After wiping his eyes with a napkin, he wadded it up and overhanded it into the waste basket. ‘Never thought they stuck around. Frankly, I was shocked as shit when your boy turned up here. Back when those two went missing, I assumed they hightailed it to ­Canada.’

‘Why Canada, then? What were they running from?’

He nodded to the paper. ‘You already filled in your own blank.’

‘The medical examiner’s report said she died of a heroin overdose.’

He rifled through a drawer and pulled out a few packets of Cheetos, offering one to me. I happily dug in as he took me through the finer points of the autopsy with a mouthful of orange mush. Heather’s body had shown evidence of chronic heroin use including scar tissue on her veins, abscesses on her lungs, and even tissue death in her heart.

‘Her heart was dying?’ I scooped up the last of the Cheetos crumbs. ‘That doesn’t sound like Josiah’s fault.’

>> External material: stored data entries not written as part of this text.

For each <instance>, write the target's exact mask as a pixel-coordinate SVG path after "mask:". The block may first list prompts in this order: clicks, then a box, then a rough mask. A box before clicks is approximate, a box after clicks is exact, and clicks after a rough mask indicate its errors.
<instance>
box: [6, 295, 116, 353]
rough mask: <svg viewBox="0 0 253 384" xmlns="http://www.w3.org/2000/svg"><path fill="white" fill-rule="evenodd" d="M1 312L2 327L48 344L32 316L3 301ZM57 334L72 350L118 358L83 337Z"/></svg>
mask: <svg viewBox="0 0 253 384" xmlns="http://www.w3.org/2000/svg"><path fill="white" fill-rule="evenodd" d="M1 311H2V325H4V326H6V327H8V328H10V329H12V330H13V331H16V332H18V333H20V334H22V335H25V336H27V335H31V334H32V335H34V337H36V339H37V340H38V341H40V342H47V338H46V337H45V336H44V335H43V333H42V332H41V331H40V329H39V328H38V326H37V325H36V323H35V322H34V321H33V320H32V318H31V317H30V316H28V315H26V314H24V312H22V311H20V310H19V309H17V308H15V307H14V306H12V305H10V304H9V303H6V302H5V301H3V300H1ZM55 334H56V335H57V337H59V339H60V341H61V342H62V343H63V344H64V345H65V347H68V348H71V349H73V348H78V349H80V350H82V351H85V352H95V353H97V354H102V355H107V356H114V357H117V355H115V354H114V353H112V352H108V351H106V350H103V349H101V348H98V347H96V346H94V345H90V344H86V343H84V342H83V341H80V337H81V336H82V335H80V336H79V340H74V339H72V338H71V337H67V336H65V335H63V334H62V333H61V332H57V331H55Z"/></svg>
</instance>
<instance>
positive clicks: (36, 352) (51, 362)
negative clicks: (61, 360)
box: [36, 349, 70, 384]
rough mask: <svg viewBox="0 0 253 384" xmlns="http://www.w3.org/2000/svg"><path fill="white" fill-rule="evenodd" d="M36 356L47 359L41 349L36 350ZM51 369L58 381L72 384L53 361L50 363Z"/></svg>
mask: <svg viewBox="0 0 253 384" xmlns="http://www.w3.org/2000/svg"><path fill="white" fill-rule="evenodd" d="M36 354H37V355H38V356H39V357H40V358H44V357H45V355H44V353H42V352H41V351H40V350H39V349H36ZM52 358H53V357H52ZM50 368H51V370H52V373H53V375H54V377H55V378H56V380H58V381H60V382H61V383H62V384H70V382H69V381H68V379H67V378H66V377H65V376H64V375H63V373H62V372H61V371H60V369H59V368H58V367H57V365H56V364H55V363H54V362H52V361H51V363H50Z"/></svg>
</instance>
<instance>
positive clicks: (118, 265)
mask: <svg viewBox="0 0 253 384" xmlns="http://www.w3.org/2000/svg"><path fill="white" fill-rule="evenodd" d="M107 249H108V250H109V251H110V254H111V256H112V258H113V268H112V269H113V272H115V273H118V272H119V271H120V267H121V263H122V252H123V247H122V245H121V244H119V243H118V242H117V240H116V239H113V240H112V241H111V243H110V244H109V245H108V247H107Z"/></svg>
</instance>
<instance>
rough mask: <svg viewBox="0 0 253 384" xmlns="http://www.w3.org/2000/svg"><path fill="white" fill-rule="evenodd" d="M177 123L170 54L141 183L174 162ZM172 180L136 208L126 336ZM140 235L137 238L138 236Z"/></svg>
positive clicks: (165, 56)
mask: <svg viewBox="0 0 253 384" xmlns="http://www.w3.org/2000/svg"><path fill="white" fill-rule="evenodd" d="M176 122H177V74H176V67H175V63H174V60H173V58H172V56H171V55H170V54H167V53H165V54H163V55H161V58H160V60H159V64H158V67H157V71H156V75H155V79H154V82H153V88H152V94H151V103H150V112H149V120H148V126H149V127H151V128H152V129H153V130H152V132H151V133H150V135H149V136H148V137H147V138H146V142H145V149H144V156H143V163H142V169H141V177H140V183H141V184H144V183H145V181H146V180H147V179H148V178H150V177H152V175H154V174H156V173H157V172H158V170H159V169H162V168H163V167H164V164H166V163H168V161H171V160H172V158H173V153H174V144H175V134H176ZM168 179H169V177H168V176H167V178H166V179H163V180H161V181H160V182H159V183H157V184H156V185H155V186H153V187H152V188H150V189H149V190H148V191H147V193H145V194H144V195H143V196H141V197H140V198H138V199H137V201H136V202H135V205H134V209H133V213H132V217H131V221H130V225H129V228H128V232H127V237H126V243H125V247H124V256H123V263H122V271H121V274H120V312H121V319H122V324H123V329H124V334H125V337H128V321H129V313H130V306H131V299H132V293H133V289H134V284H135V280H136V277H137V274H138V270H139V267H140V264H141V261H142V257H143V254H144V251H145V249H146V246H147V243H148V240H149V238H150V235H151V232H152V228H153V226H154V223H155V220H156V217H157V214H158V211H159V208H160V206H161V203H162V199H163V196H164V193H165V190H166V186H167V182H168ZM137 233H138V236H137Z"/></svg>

‘No,’ he licked his fingers, ‘but listen to this.’

The heroin hadn’t actually killed Heather, not by itself. The medical examiner also found a contusion on her brain. Somehow, she’d received a blow to the head before she died and the pain-­inhibitors in the drug prevented her from getting help before a blood clot formed.

‘So she fell and hit her head?’ I asked.

‘Maybe. Or something – or someone – hit her.’

Someone with a history of violence. I carefully folded the empty Cheetos bag and laid it on the desk. ‘Why did you close the case? Why was it ruled an overdose?’

He tossed his own bag and wiped his fingers on another napkin. ‘Believe you me, I searched that scene for any evidence of wrongful death. We couldn’t come up with anything and according to the medical examiner, the drugs and the contusion were kind of a chicken and egg thing. We found her dealer and he confirmed she bought and shot alone, so my chief closed the case.’

I picked up Heather’s picture. ‘What do you think happened?’

‘Why, you know something about it?’ His voice changed; it became threaded with that universal flint edge handed out to every cop along with their gun and badge. My pulse reacted, but I smiled as I deliberately folded the paper and slipped it back in my backpack.

‘Back then I was still learning how to pick locks in Lincoln Park.’

He shook his head. ‘Well it’s probably good you ended up where you did . . . and lucky for Josiah Blackthorn he ended up wherever he did.’

‘Why do you say that?’

His lips thinned out. ‘Cops are pretty fair psychologists, too. I don’t know exactly what happened to Heather Price, but I do know Josiah Blackthorn was hiding something.’

The Cheetos had sucked all the moisture out of my mouth. Clearing my throat, I thanked Sergeant Coombe for his time and got up to go, but he stopped me, making me wait while he left his office – to do what? Get a tape recorder? Another officer? I wasn’t at liberty to reveal anything Lucas had told me, but maybe he could see it in my eyes. A body – Heather Price’s body – draped over Josiah’s shoulder. I checked my phone and thought about leaving before he could come back, but as I moved toward the door he appeared again, handing me a box that looked like it held files. I set it on the desk, lifting the lid.

‘That came up for disposal a while ago. I’m not sure why I had them keep it.’

Reaching in, I pulled out a plastic bag holding the agate, my mother’s agate, still crusted with remnants of dried blood. It felt lighter than I remembered, the colors less vivid, but still warm to the touch.

‘I’ve never given anyone back a murder weapon before.’

‘Don’t worry.’ I dried my eyes and put the bag in my backpack next to the picture of Heather Price. ‘I won’t tell anyone.’